Recommandations du CNGOF : contraception hormonale et cancers

  • Pragout D & al.
  • Gynecol Obstet Fertil Senol
  • 29 oct. 2018

  • Par Nathalie Barrès
  • Résumé d’articles
L'accès à l'intégralité du contenu de ce site est reservé uniquement aux professionnels de santé disposant d'un compte. L'accès à l'intégralité du contenu de ce site est reservé uniquement aux professionnels de santé disposant d'un compte.
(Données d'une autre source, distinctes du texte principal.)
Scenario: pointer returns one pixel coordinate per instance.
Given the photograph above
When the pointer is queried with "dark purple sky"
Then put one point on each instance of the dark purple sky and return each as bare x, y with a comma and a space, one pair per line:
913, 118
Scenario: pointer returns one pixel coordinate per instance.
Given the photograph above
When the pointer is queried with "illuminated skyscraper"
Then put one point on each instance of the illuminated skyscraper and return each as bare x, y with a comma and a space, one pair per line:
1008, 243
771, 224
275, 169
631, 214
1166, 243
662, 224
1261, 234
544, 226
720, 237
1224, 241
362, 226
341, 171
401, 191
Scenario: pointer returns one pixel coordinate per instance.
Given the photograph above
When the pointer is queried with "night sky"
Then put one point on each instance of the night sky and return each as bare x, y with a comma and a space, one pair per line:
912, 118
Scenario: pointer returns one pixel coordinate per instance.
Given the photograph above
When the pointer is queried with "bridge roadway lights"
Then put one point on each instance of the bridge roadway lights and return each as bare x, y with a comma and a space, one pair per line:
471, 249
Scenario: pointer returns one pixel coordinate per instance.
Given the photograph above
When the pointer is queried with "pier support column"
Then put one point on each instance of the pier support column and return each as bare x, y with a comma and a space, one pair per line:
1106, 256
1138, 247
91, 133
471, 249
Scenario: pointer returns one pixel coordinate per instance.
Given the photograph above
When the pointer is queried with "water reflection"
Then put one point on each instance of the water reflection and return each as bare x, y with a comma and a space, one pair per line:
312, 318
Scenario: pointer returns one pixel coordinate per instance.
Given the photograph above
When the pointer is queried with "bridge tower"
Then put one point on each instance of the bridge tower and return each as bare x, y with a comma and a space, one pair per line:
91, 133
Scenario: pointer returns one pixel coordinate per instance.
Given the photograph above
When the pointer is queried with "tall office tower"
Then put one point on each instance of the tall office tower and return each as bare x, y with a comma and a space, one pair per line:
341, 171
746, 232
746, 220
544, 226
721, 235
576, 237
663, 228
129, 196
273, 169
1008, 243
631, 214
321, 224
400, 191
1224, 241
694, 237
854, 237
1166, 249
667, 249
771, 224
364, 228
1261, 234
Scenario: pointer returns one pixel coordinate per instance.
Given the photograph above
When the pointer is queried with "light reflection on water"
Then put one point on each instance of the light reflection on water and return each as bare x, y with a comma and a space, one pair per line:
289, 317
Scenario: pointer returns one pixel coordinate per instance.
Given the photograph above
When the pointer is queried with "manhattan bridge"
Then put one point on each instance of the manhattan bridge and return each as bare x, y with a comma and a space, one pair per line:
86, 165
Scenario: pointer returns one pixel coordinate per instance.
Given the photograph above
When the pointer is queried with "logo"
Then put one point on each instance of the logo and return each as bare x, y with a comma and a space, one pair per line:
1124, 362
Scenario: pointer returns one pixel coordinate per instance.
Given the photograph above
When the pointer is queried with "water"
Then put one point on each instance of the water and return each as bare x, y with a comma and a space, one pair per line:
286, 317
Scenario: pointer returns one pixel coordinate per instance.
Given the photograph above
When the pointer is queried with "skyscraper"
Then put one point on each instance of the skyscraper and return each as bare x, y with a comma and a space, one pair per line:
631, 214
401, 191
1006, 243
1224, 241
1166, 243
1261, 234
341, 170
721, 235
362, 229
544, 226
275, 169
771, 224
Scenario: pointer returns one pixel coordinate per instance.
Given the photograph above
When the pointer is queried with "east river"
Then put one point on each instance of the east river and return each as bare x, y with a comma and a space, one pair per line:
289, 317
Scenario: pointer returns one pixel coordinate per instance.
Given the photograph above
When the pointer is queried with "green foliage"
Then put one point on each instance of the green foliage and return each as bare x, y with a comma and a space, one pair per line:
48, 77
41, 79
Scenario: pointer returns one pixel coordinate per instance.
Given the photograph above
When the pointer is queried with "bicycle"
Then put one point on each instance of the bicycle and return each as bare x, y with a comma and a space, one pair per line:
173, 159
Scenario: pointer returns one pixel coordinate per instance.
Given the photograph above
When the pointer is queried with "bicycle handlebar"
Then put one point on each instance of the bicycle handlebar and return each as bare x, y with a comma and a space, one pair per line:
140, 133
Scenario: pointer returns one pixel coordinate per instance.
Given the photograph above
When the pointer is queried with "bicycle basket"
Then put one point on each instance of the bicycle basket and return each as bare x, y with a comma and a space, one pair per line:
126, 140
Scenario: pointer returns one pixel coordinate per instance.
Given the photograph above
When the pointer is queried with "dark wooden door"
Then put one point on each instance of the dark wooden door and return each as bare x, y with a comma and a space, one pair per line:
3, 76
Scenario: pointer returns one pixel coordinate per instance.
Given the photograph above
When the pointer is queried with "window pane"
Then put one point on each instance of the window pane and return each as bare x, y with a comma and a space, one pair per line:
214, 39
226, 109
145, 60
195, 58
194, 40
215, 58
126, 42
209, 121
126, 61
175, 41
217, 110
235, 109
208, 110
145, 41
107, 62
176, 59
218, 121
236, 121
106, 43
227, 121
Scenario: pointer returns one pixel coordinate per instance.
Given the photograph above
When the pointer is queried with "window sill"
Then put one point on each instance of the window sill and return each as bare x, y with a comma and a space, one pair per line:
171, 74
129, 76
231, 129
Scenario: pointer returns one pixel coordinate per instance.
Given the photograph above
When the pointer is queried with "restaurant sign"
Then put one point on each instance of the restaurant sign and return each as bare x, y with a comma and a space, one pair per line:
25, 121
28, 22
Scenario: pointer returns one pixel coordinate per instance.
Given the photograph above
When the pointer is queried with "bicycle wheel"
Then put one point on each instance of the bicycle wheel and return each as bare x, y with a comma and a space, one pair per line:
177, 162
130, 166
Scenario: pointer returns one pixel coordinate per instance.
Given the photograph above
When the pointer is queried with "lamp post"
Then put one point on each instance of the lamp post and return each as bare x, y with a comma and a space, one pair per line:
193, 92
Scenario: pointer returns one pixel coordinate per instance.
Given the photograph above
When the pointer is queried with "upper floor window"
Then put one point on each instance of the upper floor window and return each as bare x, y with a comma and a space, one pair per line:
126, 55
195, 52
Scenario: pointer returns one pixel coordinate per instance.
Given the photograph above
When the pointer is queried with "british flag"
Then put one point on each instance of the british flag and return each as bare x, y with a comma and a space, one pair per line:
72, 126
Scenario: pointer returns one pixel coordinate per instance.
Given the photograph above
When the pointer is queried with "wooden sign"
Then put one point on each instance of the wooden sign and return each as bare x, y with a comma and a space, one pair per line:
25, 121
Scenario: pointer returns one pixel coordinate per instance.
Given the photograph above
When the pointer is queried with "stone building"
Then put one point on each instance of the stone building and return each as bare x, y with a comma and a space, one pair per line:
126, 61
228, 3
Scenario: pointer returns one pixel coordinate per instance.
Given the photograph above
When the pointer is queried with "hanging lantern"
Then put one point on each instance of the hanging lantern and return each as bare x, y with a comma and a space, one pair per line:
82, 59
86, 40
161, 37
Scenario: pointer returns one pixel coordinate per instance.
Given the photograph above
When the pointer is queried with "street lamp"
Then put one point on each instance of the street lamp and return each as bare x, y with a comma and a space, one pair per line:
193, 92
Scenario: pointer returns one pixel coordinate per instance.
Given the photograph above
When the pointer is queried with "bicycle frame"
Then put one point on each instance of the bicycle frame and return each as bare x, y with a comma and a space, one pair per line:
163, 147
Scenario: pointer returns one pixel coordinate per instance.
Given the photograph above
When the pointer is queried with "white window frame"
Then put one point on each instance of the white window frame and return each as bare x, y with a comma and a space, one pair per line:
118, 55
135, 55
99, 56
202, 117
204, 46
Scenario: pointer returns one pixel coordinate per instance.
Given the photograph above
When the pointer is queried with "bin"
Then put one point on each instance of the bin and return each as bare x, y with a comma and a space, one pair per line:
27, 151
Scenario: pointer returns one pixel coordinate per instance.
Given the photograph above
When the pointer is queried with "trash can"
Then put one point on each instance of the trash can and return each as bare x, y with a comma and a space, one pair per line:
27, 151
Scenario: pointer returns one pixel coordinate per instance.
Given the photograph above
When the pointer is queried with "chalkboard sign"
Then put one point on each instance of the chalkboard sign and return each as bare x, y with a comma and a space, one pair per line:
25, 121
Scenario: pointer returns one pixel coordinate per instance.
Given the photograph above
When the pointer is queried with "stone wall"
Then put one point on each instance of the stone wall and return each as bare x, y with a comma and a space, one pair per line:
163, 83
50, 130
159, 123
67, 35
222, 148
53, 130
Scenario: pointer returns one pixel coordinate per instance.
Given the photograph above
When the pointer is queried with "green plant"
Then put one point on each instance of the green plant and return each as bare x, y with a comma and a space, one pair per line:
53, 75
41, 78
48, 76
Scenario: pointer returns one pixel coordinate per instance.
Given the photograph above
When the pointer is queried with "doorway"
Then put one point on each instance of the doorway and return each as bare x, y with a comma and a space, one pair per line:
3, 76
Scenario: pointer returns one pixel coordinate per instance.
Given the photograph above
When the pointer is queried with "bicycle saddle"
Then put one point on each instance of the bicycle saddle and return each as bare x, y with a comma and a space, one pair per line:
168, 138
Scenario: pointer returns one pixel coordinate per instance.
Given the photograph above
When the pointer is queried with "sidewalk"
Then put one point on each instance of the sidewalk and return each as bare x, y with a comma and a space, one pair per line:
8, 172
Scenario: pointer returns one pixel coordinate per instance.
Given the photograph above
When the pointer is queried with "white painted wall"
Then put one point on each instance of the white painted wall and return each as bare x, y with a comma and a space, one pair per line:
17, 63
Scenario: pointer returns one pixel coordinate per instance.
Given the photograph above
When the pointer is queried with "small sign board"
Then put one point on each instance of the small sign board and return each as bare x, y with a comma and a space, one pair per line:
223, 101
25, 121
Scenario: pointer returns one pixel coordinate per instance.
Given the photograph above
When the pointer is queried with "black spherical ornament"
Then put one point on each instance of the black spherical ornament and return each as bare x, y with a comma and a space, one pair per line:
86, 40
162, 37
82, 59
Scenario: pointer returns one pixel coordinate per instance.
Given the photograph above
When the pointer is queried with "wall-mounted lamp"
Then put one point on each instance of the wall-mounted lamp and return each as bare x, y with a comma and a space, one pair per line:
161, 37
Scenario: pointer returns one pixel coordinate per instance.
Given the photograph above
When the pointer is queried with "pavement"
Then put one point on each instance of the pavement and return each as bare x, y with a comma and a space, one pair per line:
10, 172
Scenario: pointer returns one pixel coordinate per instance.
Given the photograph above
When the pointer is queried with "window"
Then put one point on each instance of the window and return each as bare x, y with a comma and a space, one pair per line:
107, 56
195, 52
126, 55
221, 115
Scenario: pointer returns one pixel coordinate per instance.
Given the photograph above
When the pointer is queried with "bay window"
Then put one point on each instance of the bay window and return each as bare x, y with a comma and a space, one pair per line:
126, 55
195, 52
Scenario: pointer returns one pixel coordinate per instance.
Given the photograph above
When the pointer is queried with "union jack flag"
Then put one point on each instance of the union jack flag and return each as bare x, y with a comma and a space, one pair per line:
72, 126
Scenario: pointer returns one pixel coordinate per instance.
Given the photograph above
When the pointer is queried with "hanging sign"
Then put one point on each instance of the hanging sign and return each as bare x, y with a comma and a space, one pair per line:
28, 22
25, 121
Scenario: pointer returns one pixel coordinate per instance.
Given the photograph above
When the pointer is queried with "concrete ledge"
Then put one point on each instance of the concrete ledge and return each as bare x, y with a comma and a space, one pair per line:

Les recommandations du CNGOF reviennent spécifiquement sur les risques de cancer sous contraception hormonale. Si ces données font parties des informations à transmettre aux patientes non atteintes de cancer et sans facteur de risque particulier, elles ne modifient pas la prescription d’une contraception. En effet, les bénéfices en termes contraceptifs restent supérieurs aux risques dans ce contexte. Le choix du contraceptif se fera en tenant compte de la balance bénéfice/risque au niveau individuel.

Cancer du sein : 

Une augmentation modérée du risque de cancer du sein est retrouvée en cours d’utilisation de la contraception oestroprogestative (niveau de preuve 1-NP1). Cette augmentation de risque diminue après l’arrêt de la contraception hormonale (NP1). Pour les contraceptions microprogestatives orales, bien que les données soient moins nombreuses et contradictoires, celles-ci pourraient présenter une augmentation également modérée du risque de cancer du sein (NP2). Le risque serait également augmenté sous DIU-LNG à 52 mg (NP2). En revanche, les données liées au Dépôt-MPA et à l’implant progestatif sont peu nombreuses et ne permettent pas de conclure.

Cancer de l’endomètre :

La prise d’une contraception oestroprogestative entrainerait une diminution du risque de cancer de l’endomètre (NP1) de 30 à 50% selon les études, ainsi que sous DIU-LNG à 52 mg (NP3). En revanche, les données de la littérature sont insuffisantes pour établir le risque sous macroprogestatif.

Cancer de l’ovaire :

La contraception oestroprogestative entrainerait une diminution du risque de cancer de l’ovaire (NP1) de 30 à 50% selon la durée de la prise et avec un effet-durée. Cet effet est prolongé après l’arrêt. La diminution du risque est retrouvée sous DIU-LNG également (NP3).

Cancer de l’utérus :

La contraception orale, notamment pour des durées de prise prolongées, est associée à une augmentation du risque de cancer infiltrant du col de l’utérus, avec un impact qui semble s’estomper après l’arrêt (NP2). L’impact des autres contraceptions hormonales n’est pas connu à ce jour.

Cancer colorectal :

Une réduction de 19% du risque de cancer colorectal a été mise en évidence chez les utilisatrices de contraception orale, un effet qui semble s’estomper dans les 10 ans après l’arrêt et sans effet durée retrouvé (NP2). L’impact des autres contraceptions orales n’est pas connu.

Mélanome :

Les donnée récentes viennent contredire les résultats des études cas-témoins des années 1970 et 1980. Les dernières études sont plutôt rassurantes quant au risque de mélanome cutané lié à l’utilisation des oestroprogestatifs (NP2). L’impact des autres contraceptions hormonales n’est pas connu.

Cancer hépatocellulaire :

Les méta-analyses les plus récentes ne mettent pas en évidence d’association entre contraception hormonale et le risque de cancer hépatocellulaire (NP2).

Cancer de la thyroïde :

Le risque de cancer de la thyroïde ne serait pas augmenté sous contraception orale (NP2), voire il existerait une tendance à la réduction du risque.

Cancer du poumon :

S’il n’existe pas d’association importante entre contraception orale et risque de cancer du poumon, un léger sur-risque chez les fumeuses ne peut être totalement exclu (NP2). L’impact des autres contraceptions hormonales n’est pas connu.

Tumeurs du système nerveux central (SNC) :

Aucune augmentation du risque de tumeur du SNC n’a été retrouvée (NP2).

Hémopathies :

Il ne semble pas exister d’augmentation des risques d’hémopathies en lien avec la prise d’une contraception hormonale (NP2), voire une réduction pourrait être possible (NP2). L’impact des autres contraceptions hormonales n’est pas connu.